Utilization of Textural Features in Video Retrieval System by Hand-writing Sketch

Автор: Hiroki Kobayashi, Masashi Toda

Журнал: International Journal of Image, Graphics and Signal Processing(IJIGSP) @ijigsp

Статья в выпуске: 8 vol.4, 2012 года.

Бесплатный доступ

In this paper we propose a video retrieval system using texture features from a hand-drawn sketch. There is currently a lot of video content on the Internet due in part to the development of video-sharing Web sites, and sometimes users are unable to narrow the options down to the desired video because there is simply too much content to choose from. We should be able to solve this problem with a retrieval technique that uses internal movie features. Previously, our laboratory proposed a video retrieval system using three internal movie features and a sketch query. In the current study, our aim is to improve the retrieval precision by adding a new feature derived from texture.

Еще

Video Retrieval, Sketch, Texture, Density

Короткий адрес: https://sciup.org/15012344

IDR: 15012344

Текст научной статьи Utilization of Textural Features in Video Retrieval System by Hand-writing Sketch

Published Online August 2012 in MECS

These days, video content on the Internet is constantly increasing. A basic keyword search is one of the ordinary methods of retrieving the desired video, but due to the growing amount of content it is becoming increasingly difficult to rely on the keyword search method alone.

For example, if we type the keywords “dog ball playing” into GoogleVideo, about 33,100 videos are retrieved. To find our desired video from among all these, we need to check each title and the content or else somehow narrow down the search, usually by adding more keywords. Obviously, it takes a lot of time and effort to check each video, and adding keywords is also problematic because there are simply not enough keywords to adequately describe a user's mental image in terms of screen structure, action, etc. This is a serious issue because screen structure and action are both such important elements in movies. We expect to retrieve user's desired movie by using such features. Video content on the Internet is constantly, and therefore video retrieval systems that use actual video features is going to become more important.

Many video retrieval systems that use video features already exist. One of these is a video retrieval system using hand-drawing sketches proposed by Sekura et. al[1]. In this paper, we describe our own video retrieval system with texture features that is based on the system.

II. RELATED WORK

In this section, we describe other works that are related to our proposed system.

As mentioned above, Sekura et. al[1] have proposed a video retrieval system that uses a hand-drawn sketch query to search. The sketch query is based on the idea of “describing one scene with one sketch''. The system make ranking of movies on the basis of a feature's distance from movement, the shapes of objects, and the shapes of backgrounds. They used handwriting sketch query to search. The sketch query based in method “Describe one scene by one sketch'' . The system is lay out movies base on feature distance from movement, shapes of object, shapes of background.
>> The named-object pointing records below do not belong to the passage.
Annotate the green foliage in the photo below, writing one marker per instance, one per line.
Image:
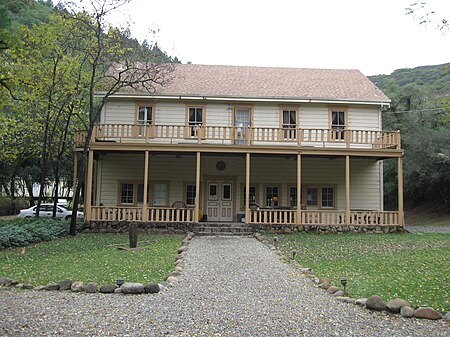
(22, 232)
(413, 266)
(97, 259)
(433, 79)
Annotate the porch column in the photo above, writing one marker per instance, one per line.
(88, 201)
(144, 203)
(75, 174)
(400, 191)
(247, 188)
(347, 190)
(197, 189)
(299, 189)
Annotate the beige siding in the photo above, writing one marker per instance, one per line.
(280, 171)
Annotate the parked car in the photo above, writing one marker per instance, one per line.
(47, 211)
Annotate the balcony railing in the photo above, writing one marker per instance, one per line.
(237, 135)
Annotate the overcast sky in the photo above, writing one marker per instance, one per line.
(375, 36)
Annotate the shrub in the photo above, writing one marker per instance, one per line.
(22, 232)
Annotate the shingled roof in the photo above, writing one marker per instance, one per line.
(265, 82)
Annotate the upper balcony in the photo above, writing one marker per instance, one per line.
(242, 136)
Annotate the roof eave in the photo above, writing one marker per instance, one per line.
(251, 99)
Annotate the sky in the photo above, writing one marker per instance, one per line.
(375, 36)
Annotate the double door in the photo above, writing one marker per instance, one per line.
(220, 201)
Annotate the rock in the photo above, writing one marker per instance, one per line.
(172, 279)
(181, 249)
(108, 288)
(5, 281)
(338, 293)
(132, 288)
(427, 313)
(152, 288)
(332, 289)
(396, 304)
(375, 302)
(407, 311)
(77, 287)
(52, 286)
(91, 287)
(361, 302)
(324, 283)
(447, 317)
(65, 285)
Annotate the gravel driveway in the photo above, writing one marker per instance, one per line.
(230, 287)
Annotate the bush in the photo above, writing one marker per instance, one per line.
(22, 232)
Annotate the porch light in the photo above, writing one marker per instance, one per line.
(344, 282)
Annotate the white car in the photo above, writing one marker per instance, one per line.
(47, 211)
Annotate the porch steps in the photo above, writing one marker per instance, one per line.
(222, 229)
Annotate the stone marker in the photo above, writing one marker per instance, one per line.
(427, 313)
(375, 302)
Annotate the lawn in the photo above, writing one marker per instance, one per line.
(92, 258)
(415, 267)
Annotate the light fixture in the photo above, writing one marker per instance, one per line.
(344, 282)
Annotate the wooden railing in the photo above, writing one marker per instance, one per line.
(324, 217)
(243, 135)
(106, 213)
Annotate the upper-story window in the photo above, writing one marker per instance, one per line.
(195, 120)
(338, 123)
(289, 124)
(144, 118)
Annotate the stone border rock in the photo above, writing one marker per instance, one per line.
(126, 288)
(374, 302)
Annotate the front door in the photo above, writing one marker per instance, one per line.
(220, 201)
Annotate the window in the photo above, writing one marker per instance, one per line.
(272, 196)
(190, 194)
(127, 194)
(252, 196)
(327, 197)
(195, 119)
(289, 123)
(293, 196)
(312, 196)
(144, 118)
(160, 194)
(337, 124)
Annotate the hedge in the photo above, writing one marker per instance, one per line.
(22, 232)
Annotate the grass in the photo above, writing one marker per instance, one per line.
(92, 258)
(415, 267)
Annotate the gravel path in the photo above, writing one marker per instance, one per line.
(230, 287)
(428, 229)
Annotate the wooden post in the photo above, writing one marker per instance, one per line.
(247, 189)
(197, 189)
(347, 190)
(299, 188)
(75, 174)
(400, 191)
(88, 200)
(144, 203)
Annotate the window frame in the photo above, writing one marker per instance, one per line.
(280, 193)
(191, 131)
(337, 132)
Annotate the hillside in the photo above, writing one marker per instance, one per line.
(433, 79)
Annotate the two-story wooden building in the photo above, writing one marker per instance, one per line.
(274, 146)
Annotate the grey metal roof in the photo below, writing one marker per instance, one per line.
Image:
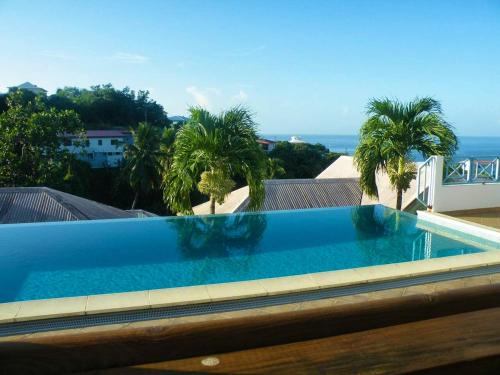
(309, 193)
(41, 204)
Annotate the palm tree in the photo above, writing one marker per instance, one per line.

Figure 1 is SEKURA proposed system process flow. The system extracted moving object area in video each frame based optical frow. Moreover, extracted feature shapes of object from moving object area and shape of background from outside moving object area. Movement feature from both area optical flow.

Figure : 1 The flow of Sekura's System

Igarashi et. al[2] have proposed using a hand-drawn sketch as a image search feature. The system is distinct from Sekura’s in that they use the sketch’s texture information, which here means the rough fill pattern description. In the case of a monochrome sketch, colors and patterns can be deduced from the texture information (Fig. 2). Igarashi’s system is focused primarily on texture indication properties, which to viewers appear as dim areas. Therefore, they associate texture indication with brightness in an image.

(a) Sketch-based Image

(b) Non-textured Sketch

Figure 2. Texture in Sketch

III. proposed system

In this section, we describe the algorithm and features of the proposed system. Its process flow is shown in Fig.3. In terms of process flow, the proposed system is similar to Sekura’s, but we have added a function to evaluate texture features, which ultimately changes the search query input method and distance calculation formula.

Movie Quely

Extrapolate Moving Object Area

| Extract Movie Feature, | Extract Query Feature,

Object Object BG

Shape Move Shape Texture

Texture

Object! Object BG

Shape! Move Shape

Figure 3. System flow of the proposed system.

A. System Requirements

In the proposed video retrieval system, target videos must meet the following requirements.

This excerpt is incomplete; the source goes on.